进喜刚摘下纸鸢,坐在树枝上朝清圆道:“公主,奴才给您摘了纸鸢,爬树爬得手都疼,您可要奖我呢?”
清圆也笑:“你快下来,我不仅奖你,哥哥也要奖你!”说着,她转头看了眼不远处的李柘,却见一华服女娘站他面前,盈盈叩拜,伏在他腿前。李柘垂眸睨着那女娘,微微颔首。
那是谁呀?
他身边的小太监小跑过来,陪笑道:“陛下说东边那头视野更开阔些,树也少,公主可去东边玩。”
这是要把她支开呀。
清圆的笑摇摇欲坠。
“哦……”清圆有些落寞,旋即又扬起笑靥,“好呀。我跟进喜槐竹去那边玩,你们忙完了,再来喊我们罢。”
清圆垂着眼低着头一股劲往东边走,进喜和槐竹抱着几只纸鸢,在她身后快步跟着。
“放!”清圆有些赌气似的,“一起放!我们一起玩!”
她换了只金鱼纸鸢,把线抻长了,送入天去。望着那金鱼在天上摇头摆尾地飞,清圆晦涩的心重新又明快了一些。
忽而,那胖金鱼一头扎下来,正扎进一人怀里。
三人合抱粗的大柳树下,那人身着霜色襕衫,本坐在小几前垂眸作画。金鱼撞歪了他的手,画上留下一团淋漓的墨晕。
身旁的长随不悦地蹙眉:“哎呀!硬生生毁了哥儿的一幅好画!”
襕衫公子手执纸鸢站起身,澹然而立,眉眼温柔含笑:“也不知是谁家的纸鸢,如此玲珑可爱。”
长随瘪了瘪嘴:“不过纸鸢而已,这桃柳原处处都是,才刚那只百鸟朝凤样儿的,我倒瞧着比这个美气!”
正说着,面前已气喘吁吁跑来三人,当中那个青帽青衣,虽服制普通,但看通身气派,想必出身不俗,就是身量不足,太过女气。
这厢清圆站定,抿了抿唇,看看那公子手里的纸鸢,在心底悄悄措辞。
倒是那襕衫公子先开了口,拱手作揖:“敢问是郎君的纸鸢吗?”
清圆如蒙大赦,立时学他的模样,也作了个揖:“是我的。”
那人便笑着将纸鸢双手递还给她。
清圆接时,一错眼,瞧见他脚旁的小几上,镇纸压一张熟宣,画的正是桃柳原的儿郎女娘们迎风放纸鸢的景象。清圆登时来了兴致,凑近看,竟在上头也看见了自己、槐竹和进喜。
可惜右上角的一笔毁了。
清圆想了想,小心问:“我能画吗?”
襕衫公子盯着那团墨晕,懒懒道:“公子请随意。
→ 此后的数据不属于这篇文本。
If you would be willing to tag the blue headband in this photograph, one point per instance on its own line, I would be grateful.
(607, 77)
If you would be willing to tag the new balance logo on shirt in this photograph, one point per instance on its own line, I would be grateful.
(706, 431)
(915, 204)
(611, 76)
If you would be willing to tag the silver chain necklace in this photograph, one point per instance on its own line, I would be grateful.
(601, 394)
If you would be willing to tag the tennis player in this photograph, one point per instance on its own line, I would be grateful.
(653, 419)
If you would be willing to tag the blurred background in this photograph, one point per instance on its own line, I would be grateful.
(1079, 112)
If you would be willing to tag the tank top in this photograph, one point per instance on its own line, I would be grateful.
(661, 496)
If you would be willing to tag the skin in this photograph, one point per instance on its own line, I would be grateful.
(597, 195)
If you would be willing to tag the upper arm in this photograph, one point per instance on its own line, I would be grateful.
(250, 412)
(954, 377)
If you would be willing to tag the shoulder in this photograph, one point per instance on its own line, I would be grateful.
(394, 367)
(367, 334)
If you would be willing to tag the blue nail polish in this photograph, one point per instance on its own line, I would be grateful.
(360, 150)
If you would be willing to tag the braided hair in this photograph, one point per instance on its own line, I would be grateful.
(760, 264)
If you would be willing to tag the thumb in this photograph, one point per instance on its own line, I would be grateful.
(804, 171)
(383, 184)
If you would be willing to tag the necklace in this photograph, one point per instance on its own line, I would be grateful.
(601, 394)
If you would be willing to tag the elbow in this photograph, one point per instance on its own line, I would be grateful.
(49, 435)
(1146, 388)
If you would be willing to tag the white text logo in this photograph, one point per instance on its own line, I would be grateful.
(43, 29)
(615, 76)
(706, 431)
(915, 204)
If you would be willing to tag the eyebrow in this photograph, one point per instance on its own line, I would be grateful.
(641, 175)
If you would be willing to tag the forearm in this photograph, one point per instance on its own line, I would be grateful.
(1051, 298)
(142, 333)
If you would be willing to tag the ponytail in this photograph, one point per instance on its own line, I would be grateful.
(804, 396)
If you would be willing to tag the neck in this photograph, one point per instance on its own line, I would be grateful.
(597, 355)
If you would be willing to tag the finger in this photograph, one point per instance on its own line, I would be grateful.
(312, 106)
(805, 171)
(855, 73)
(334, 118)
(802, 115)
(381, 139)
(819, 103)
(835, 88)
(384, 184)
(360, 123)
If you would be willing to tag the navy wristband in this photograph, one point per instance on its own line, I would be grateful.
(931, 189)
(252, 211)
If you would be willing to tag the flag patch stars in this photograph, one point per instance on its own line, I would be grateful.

”
得了他的应允,清圆敛袍坐下,提笔作画。少顷画成,公子凑过来看,只见他毁了的那角落处,竟被清圆画了低头作画的他和侍立一旁伺候笔墨的小厮。
公子不由奇道:“郎君初观拙笔,竟能模仿我之笔意?”他认真赞道,“我作画有时滥用侧锋,这勾画之弊,家师已耳提面命数次,仍旧是改不掉。没想到郎君竟兼顾到了,连我这错也摹得九分真。”
清圆听他说话时,微张着唇,稍稍侧首,仔仔细细地看他开合的嘴。
公子面色微红,赧然低下眸子。
清圆见他白净的面皮忽而生晕,连眼角都红了,知道是自己直勾勾看他说话,害他臊了,自家也不好意思起来,低下头,轻声:“我常补画,故而总要学临摹的技巧。”
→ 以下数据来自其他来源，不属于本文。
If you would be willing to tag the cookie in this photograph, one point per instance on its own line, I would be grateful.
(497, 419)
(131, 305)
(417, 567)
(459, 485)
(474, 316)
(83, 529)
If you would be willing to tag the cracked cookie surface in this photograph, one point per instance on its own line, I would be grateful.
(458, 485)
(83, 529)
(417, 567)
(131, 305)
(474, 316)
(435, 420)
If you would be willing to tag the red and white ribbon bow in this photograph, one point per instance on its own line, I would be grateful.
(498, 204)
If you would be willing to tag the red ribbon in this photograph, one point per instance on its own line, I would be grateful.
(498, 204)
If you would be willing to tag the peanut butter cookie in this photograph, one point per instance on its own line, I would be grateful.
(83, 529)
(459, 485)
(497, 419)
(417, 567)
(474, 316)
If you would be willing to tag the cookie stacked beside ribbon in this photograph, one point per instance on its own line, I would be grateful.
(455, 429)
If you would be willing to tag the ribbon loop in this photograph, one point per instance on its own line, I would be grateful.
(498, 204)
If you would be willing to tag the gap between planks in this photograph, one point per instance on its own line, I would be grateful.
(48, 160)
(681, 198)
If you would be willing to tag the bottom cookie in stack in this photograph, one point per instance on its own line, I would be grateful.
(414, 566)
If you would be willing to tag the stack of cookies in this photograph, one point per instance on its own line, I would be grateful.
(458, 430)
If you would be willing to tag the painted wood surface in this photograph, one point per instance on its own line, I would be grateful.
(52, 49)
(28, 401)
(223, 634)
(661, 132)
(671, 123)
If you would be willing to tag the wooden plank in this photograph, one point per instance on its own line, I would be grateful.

二人正别扭得耳垂通红,那厢进禄已走过来,请清圆回去。
望着清圆背影,那公子怅然低声道:“也不知是哪家的女儿……”
长随立在一旁,恍然:“原是个小姐!怪道我说她怎么扭扭捏捏,浑没个阳刚气!”
公子懒怠理他,只坐下来,好生将画卷好,收起来了。未久,一个穿银红比甲的小丫鬟走近,躬身道:“太太和小姐已进香完毕,本要回府,半道儿遇见永安侯家的车马,太太想着永安侯家与咱们家祖上也有亲,这会子已领着小姐过去拜见了。就让奴婢来传话,请大爷收拾收拾,也一道过去见一见,方不失礼数。”公子点点头:“好,这就来。”